Should we assume that you contribute financially to a company that distributes classified national security information?

ed

Hmmmmm.

Shall I assume that the NYT didn't include *all* aspects of this issue and only included those portions that conforms to the NYT's official position on illegal aliens?

Extraneus

OT, and more power to anyone who reads the Times, but since it ain't Sunday yet, this might be of interest in the meantime.

SteveMG

might be of interest in the meantime

Thermidor, blog-style?

Not sure how that will look but it's going to be, er, interesting to watch.

SMG

Mark H.

I'm not willing to be as harsh as Jake is in regards to the choice others make in reading or not. And while it'd probably be better if they were ignored totally, I do understand the thinking that a few souls need to read them to keep their feet in the fire.

Personally though, I'll never click another link that leads to the NYTs, thus garnering them ad revenue, and I'll certainly never again plunk down cash for a hard copy at the newsstand.

JJ

Heh, well, someone needs to consider the many economic sides of immigration, if only simply for a change -- so it's nice to see a little spotlight there.

The Times is the great Left-Brained thinking pub. Can't see the forest, even when trying to.

Tom Maguire

Should we assume that you contribute financially to a company that distributes classified national security information?

I am a mole hoping to contribute to their dry-rot from within, starting by mixing their metaphors.

Bob

OT But speaking of ">http://www.washtimes.com/metro/20060709-122651-1637r.htm>"dry-rot" ( careful this may be hard to take so early in the morning )

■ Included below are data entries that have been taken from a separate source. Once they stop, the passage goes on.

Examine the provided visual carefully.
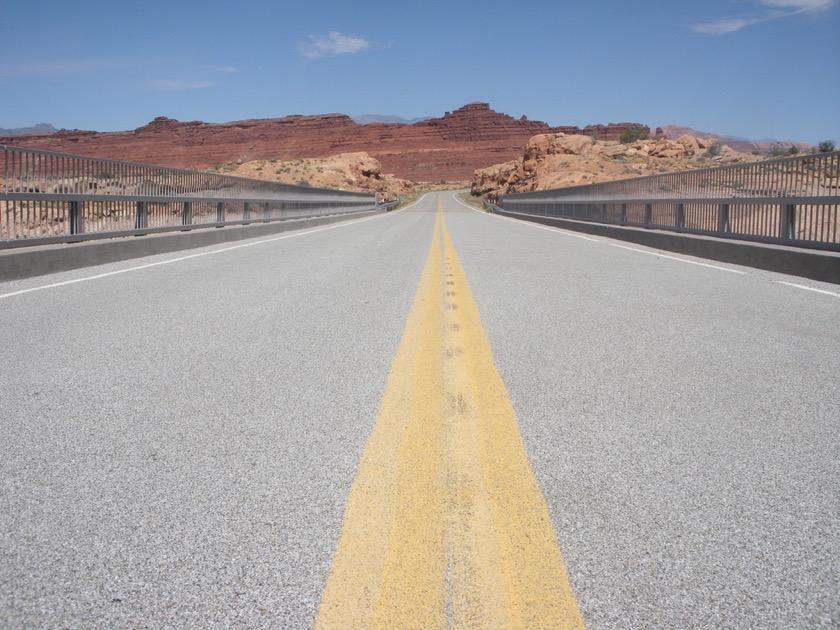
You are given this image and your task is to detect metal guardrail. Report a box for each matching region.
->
[498,151,840,251]
[0,146,377,249]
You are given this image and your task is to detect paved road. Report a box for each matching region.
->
[0,194,840,628]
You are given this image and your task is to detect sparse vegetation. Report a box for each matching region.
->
[767,143,788,158]
[702,140,723,158]
[619,127,648,144]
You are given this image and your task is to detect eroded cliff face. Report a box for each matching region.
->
[471,133,761,201]
[0,103,650,182]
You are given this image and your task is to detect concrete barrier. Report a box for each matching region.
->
[492,206,840,284]
[0,210,381,281]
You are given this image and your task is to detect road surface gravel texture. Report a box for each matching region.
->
[0,193,840,628]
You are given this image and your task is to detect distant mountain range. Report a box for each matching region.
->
[0,119,813,154]
[0,123,58,136]
[660,125,813,153]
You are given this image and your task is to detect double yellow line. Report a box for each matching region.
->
[316,199,583,628]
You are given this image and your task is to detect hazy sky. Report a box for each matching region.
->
[0,0,840,143]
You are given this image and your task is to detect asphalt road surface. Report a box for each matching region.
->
[0,193,840,628]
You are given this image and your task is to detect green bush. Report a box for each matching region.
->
[702,140,723,157]
[767,144,788,157]
[619,127,648,144]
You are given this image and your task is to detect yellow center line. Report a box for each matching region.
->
[316,198,584,628]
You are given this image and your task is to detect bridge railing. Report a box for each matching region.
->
[497,152,840,251]
[0,146,376,248]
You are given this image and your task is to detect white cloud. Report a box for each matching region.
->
[758,0,834,11]
[151,79,215,90]
[691,0,835,35]
[300,31,370,59]
[691,18,764,35]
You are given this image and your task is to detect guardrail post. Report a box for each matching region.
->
[779,205,796,239]
[718,203,732,232]
[134,201,149,230]
[68,201,85,234]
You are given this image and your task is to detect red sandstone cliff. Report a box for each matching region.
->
[0,103,650,181]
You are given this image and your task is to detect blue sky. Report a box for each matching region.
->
[0,0,840,143]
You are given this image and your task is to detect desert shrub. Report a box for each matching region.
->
[767,144,788,157]
[619,127,648,144]
[702,140,723,157]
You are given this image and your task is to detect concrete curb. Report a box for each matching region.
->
[0,211,380,281]
[493,208,840,284]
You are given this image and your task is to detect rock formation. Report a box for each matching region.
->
[471,133,760,201]
[0,103,650,182]
[226,153,415,201]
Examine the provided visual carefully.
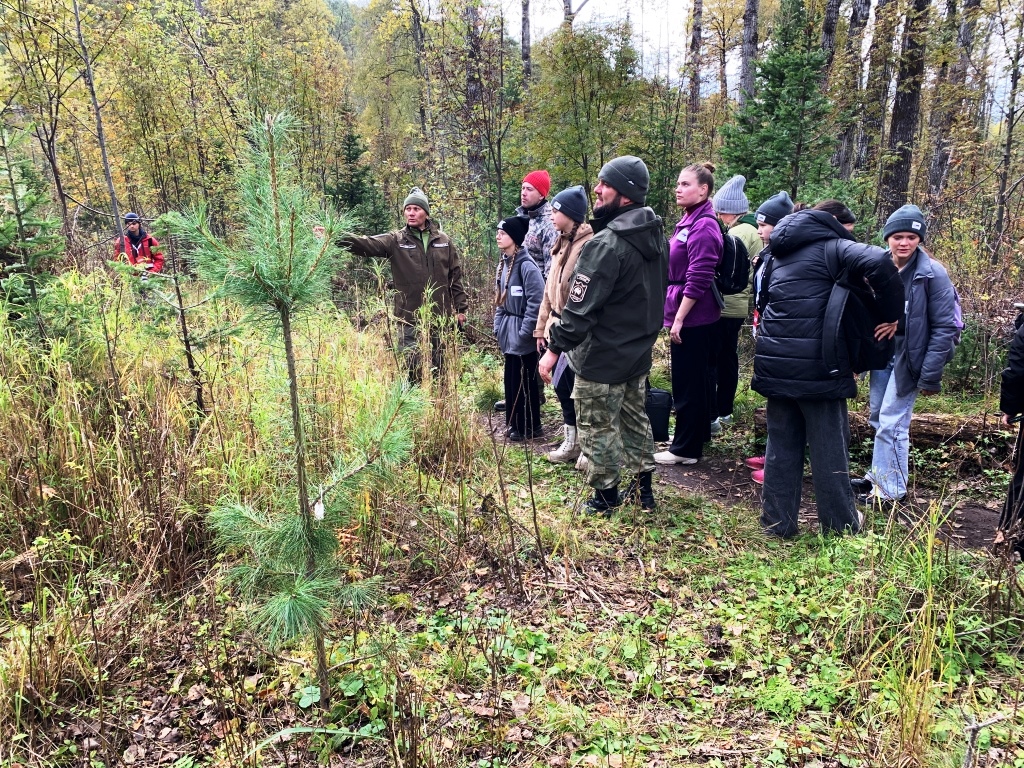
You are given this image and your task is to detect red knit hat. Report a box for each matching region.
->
[522,171,551,198]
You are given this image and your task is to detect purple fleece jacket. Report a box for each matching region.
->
[665,200,722,328]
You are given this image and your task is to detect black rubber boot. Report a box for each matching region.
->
[584,485,620,515]
[618,472,657,511]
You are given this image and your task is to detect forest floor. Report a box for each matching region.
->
[485,409,1006,551]
[8,376,1024,768]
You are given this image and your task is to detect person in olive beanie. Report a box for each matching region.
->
[341,186,469,382]
[755,191,795,226]
[851,205,959,503]
[597,155,650,206]
[540,157,669,514]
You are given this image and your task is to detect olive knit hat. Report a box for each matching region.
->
[551,184,587,222]
[401,186,430,216]
[882,205,928,243]
[597,155,650,205]
[757,191,794,226]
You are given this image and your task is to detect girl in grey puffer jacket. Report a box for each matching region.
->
[495,216,544,442]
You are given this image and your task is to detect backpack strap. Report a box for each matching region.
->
[754,246,775,315]
[821,240,850,376]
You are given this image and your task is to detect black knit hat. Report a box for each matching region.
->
[597,155,650,205]
[551,184,587,221]
[757,191,794,226]
[498,216,529,248]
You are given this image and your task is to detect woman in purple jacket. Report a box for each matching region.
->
[654,163,723,464]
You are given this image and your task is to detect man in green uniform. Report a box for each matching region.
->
[540,155,669,513]
[341,186,469,378]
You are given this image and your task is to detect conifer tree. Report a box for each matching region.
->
[0,127,63,332]
[164,115,417,707]
[722,0,835,200]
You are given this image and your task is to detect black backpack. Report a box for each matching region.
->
[697,213,751,296]
[821,240,896,377]
[756,240,896,377]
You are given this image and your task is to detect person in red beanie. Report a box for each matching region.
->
[515,171,558,280]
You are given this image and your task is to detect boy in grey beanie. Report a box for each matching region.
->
[711,175,754,217]
[882,205,928,243]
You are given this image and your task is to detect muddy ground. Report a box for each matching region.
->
[484,413,1002,550]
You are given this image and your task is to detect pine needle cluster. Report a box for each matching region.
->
[165,115,420,707]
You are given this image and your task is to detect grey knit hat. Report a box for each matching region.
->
[757,191,795,226]
[597,155,650,205]
[551,184,587,221]
[882,205,928,243]
[401,186,430,216]
[711,175,751,213]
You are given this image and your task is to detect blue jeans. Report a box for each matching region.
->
[761,397,859,539]
[867,362,918,499]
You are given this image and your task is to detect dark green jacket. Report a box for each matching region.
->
[550,205,669,384]
[342,219,469,323]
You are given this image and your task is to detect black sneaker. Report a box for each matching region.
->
[583,485,622,516]
[857,494,906,507]
[850,477,874,495]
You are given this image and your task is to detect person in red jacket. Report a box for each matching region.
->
[114,213,164,272]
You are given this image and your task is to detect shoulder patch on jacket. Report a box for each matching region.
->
[569,274,590,302]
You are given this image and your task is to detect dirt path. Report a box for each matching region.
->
[484,414,1002,550]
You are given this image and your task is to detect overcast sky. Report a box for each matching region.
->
[483,0,689,79]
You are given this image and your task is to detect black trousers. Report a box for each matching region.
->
[505,350,541,437]
[669,324,715,459]
[999,425,1024,557]
[555,366,575,427]
[708,317,745,421]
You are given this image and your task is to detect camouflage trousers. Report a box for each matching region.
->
[572,374,654,488]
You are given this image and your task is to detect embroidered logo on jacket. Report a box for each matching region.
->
[569,274,590,302]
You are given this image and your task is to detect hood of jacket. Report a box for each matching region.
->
[591,205,665,261]
[769,210,856,259]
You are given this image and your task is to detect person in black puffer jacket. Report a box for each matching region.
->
[751,210,903,538]
[995,311,1024,557]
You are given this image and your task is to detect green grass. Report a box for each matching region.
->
[0,279,1024,767]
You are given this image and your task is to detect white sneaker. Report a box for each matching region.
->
[548,424,580,464]
[654,451,698,464]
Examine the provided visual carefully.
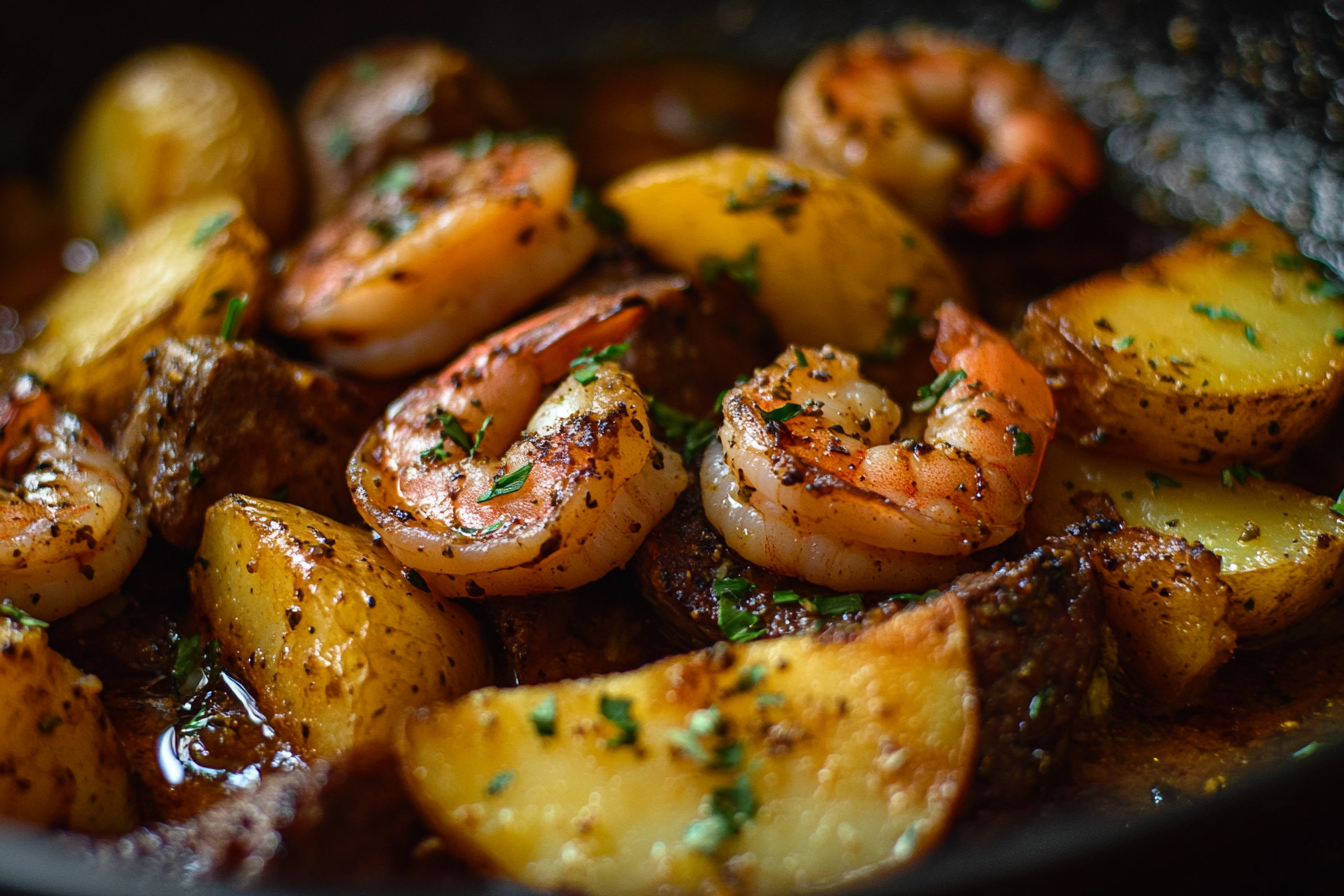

I guess Hillary's brother is counting on his sister to hand out the next round of pardons!

Jane

That gave me that old "icky" feeling that I had in the olden days of Clinton's brand of justice.

Jane

That gave me that old "icky" feeling that I had in the olden days of Clinton's brand of justice.

Jane

Maybe not that icky. Sorry for the now triple post.

retire05

OK, so some of you think that linking to the article is somehow boosting the readership of the NYTs, I see no indication that the publication is going out of business anytime soon. But one can always hope.
What I do find is that the author takes in only one aspect of the economic affect that illegal immigration has on the nation; that of wages. What he touches on, ever so slightly, is the economic impact on the tax base.
Nowhere does he discuss the fact that the illegals (especially the unskilled from Mexico) if legalized will then become eligible (legally) for the social services available to all low wage earners such as public housing, food stamps, WIC, AFDC, utility bill subsidities. Nor does he discuss that the newly made legal immigrant will then be in line for a income redistribution practice called the Earned Income Tax credit that gives a low income family of four up to $4,000.00 back in an IRS tax return (over and above what they paid into the system) that has been taken from a higher income earning family in the form of income tax.
If one is to look at the effect that illegal immigration has on the economy, then one must look at ALL effects on that economy, not just the effect it has on wages. To do any less is dishonest. A clear example of the "true" cost of illegal immigration requires one to go no farther than my own state of Texas that spent $4.7 BILLION last year alone on illegals over and above the contributions they made to the state tax coffers.
And while the author mentions that Mississippi has had relatively little impact from illegals (being the poorest state in the nation) he is probably using numbers from 2004 or 2005 where the illegal population was roughly 8,000 in July of 2005. Since Katrina, that number has jumped to roughly 100,000 according to the newspaper in Jackson, MS.
While the author tries to give the impression of being fair and balanced (if that is possible for someone who writes for the NYTs) certain small digs such as those levied at the border watchers make it apparent, almost immediately, where this reporter stands.
The article was interesting but was still a puff piece that, in true NYTs fashion, gave just enough information to acheive what the author wanted, to let us know that illegal immigration is not all that bad and can be, in certain areas, considered to be a good thing.
Perhaps when he is replaced by an illegal who is equally as educated, equally as glib and can write an equally lengthy article but for a lot less money, he will then want to give, as Paul Harvey says, the rest of the story.